June 2007: Sara Swink & Marcia Hindman
Sara Swink’s ceramic sculptures show a world that expresses a kind of subterranean existence. For Sara, the art and dream worlds are very inter-connected. She uses clay as a personal narrative of her life, often a reflection of inner experience, colored with a shade of humor. Swink’s figurative works include a series of swimmers contemplating their fates in the symbolic seas of the unconscious. Themes of a mysterious, watery underworld run through this current body of work, suggesting the artist’s desire for symbolic understanding and regeneration. Swimmers with truncated limbs mimic fish and fantasize about the life of the mermaid. She explains that swimmers are a way of expressing a longing for understanding of the spiritual journey and the implications of the unlimited potential represented by the water. With her piece, “Swimmer with Mermaid Dream”, fantasy is a great motivator. This swimmer envisions herself as a mermaid and it keeps her swimming---it keeps her engaged in life.

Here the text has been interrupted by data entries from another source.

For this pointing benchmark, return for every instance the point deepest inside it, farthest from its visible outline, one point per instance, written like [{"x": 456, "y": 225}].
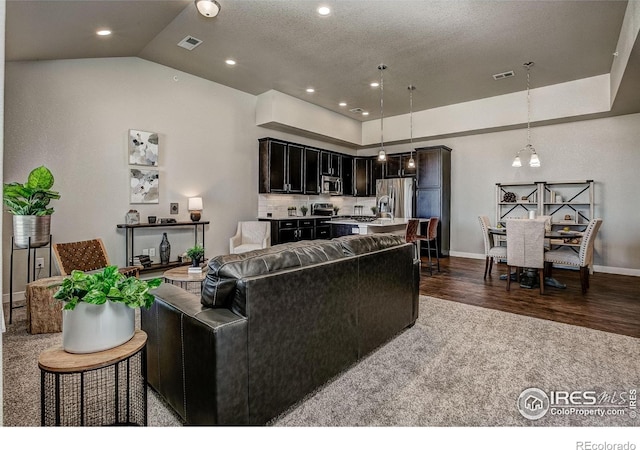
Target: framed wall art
[
  {"x": 143, "y": 148},
  {"x": 144, "y": 185}
]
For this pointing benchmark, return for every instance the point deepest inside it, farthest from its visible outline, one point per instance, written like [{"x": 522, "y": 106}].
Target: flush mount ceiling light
[
  {"x": 534, "y": 161},
  {"x": 381, "y": 154},
  {"x": 412, "y": 162},
  {"x": 208, "y": 8}
]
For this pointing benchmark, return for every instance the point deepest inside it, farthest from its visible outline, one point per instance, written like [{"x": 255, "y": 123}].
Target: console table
[
  {"x": 130, "y": 236},
  {"x": 94, "y": 389}
]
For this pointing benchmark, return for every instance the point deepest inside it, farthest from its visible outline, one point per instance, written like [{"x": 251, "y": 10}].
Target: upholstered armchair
[
  {"x": 491, "y": 251},
  {"x": 250, "y": 236},
  {"x": 525, "y": 247},
  {"x": 86, "y": 256},
  {"x": 583, "y": 259}
]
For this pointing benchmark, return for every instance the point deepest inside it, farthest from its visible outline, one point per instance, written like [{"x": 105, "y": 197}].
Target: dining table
[{"x": 530, "y": 278}]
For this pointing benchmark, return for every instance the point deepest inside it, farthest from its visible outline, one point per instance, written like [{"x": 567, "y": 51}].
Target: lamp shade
[
  {"x": 208, "y": 8},
  {"x": 195, "y": 204}
]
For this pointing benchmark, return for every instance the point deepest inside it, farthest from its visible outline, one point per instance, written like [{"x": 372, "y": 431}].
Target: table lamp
[{"x": 195, "y": 208}]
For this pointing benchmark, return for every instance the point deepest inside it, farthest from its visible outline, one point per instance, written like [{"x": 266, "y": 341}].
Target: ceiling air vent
[
  {"x": 189, "y": 43},
  {"x": 499, "y": 76}
]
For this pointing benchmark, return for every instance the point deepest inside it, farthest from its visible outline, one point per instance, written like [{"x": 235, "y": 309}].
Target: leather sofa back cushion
[
  {"x": 360, "y": 244},
  {"x": 220, "y": 284}
]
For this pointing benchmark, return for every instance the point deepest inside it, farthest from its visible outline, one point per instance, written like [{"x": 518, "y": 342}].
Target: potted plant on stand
[
  {"x": 29, "y": 204},
  {"x": 99, "y": 308},
  {"x": 196, "y": 253}
]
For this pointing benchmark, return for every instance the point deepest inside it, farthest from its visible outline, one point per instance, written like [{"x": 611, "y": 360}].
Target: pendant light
[
  {"x": 381, "y": 154},
  {"x": 534, "y": 161},
  {"x": 412, "y": 163}
]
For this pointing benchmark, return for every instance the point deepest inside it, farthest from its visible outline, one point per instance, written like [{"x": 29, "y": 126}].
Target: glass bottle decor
[{"x": 165, "y": 249}]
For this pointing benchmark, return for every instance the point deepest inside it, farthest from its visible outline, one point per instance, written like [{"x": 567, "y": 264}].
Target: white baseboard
[{"x": 596, "y": 269}]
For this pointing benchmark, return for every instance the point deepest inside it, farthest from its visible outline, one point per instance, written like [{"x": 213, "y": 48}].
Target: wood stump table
[
  {"x": 95, "y": 389},
  {"x": 44, "y": 313}
]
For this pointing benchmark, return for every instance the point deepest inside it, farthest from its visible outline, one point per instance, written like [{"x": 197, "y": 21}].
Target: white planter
[{"x": 92, "y": 328}]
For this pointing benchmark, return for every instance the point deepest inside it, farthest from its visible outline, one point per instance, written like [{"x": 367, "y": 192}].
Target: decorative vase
[
  {"x": 165, "y": 249},
  {"x": 90, "y": 328},
  {"x": 38, "y": 228}
]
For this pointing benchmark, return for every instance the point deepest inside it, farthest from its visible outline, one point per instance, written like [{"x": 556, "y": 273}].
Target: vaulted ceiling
[{"x": 448, "y": 49}]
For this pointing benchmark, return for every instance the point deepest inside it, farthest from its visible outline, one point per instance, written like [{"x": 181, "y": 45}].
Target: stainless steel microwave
[{"x": 331, "y": 185}]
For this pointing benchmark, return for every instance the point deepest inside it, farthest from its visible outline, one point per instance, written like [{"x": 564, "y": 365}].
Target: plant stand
[{"x": 31, "y": 268}]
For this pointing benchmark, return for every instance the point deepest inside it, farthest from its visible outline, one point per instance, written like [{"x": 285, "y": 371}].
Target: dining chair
[
  {"x": 582, "y": 259},
  {"x": 87, "y": 256},
  {"x": 491, "y": 251},
  {"x": 525, "y": 247}
]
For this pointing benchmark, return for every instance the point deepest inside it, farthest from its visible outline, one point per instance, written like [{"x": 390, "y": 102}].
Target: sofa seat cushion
[
  {"x": 219, "y": 286},
  {"x": 359, "y": 244}
]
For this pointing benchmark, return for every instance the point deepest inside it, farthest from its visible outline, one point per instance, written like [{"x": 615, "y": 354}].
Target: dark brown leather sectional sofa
[{"x": 273, "y": 325}]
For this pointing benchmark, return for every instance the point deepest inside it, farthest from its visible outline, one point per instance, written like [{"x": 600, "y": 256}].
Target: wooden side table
[
  {"x": 186, "y": 280},
  {"x": 94, "y": 389}
]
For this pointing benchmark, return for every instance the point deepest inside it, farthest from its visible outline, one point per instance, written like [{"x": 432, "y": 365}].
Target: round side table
[
  {"x": 94, "y": 389},
  {"x": 191, "y": 282}
]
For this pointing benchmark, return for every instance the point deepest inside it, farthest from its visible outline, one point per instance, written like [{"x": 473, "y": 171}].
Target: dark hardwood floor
[{"x": 611, "y": 304}]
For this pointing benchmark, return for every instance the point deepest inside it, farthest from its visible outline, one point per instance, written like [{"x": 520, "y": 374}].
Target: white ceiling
[{"x": 447, "y": 49}]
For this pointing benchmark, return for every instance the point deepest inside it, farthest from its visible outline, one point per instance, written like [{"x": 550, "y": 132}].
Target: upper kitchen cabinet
[
  {"x": 377, "y": 172},
  {"x": 362, "y": 174},
  {"x": 311, "y": 170},
  {"x": 398, "y": 166},
  {"x": 346, "y": 164},
  {"x": 281, "y": 167},
  {"x": 330, "y": 163},
  {"x": 433, "y": 190}
]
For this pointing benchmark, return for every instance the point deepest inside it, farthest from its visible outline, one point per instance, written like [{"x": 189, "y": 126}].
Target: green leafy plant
[
  {"x": 31, "y": 198},
  {"x": 106, "y": 285},
  {"x": 196, "y": 252}
]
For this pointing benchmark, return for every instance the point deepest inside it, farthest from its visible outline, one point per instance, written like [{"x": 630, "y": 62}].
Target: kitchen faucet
[{"x": 384, "y": 206}]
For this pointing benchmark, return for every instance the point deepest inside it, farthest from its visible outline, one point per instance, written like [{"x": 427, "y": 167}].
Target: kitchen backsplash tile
[{"x": 278, "y": 204}]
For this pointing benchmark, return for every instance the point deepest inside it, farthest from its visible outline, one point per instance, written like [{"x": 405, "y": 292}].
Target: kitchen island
[{"x": 341, "y": 227}]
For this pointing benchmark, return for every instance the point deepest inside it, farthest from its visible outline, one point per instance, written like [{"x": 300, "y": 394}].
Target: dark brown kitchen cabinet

Marcia Hindman creates paintings that are colorful and vibrant. Her surfaces are lush with texture and depth. Each painting has at least 5 paintings underneath, keeping some areas and exposing some of the hidden under-painting. As a result of the many layers of paint that have been scraped away, drawn into, layered again with paint, the canvas offers up surprises and magical areas. All the paintings are oil and oil stick on canvas. The paintings in this series are a combination of planes of color and shapes that she continues to work with and add to each year. Hindman uses the repetition of shapes to explore new colors and combinations of colors to create movement, rhythm, range, tension, and balance. Her process of abstraction involves erasing lines, adding lines, covering up part of the shapes, and interlocking the shapes and lines. The result is an interesting composition with depth and uncovered surprises. As she explains, “I like to think of these images as my own alphabet telling a story in each painting that may remain a mystery even to me.”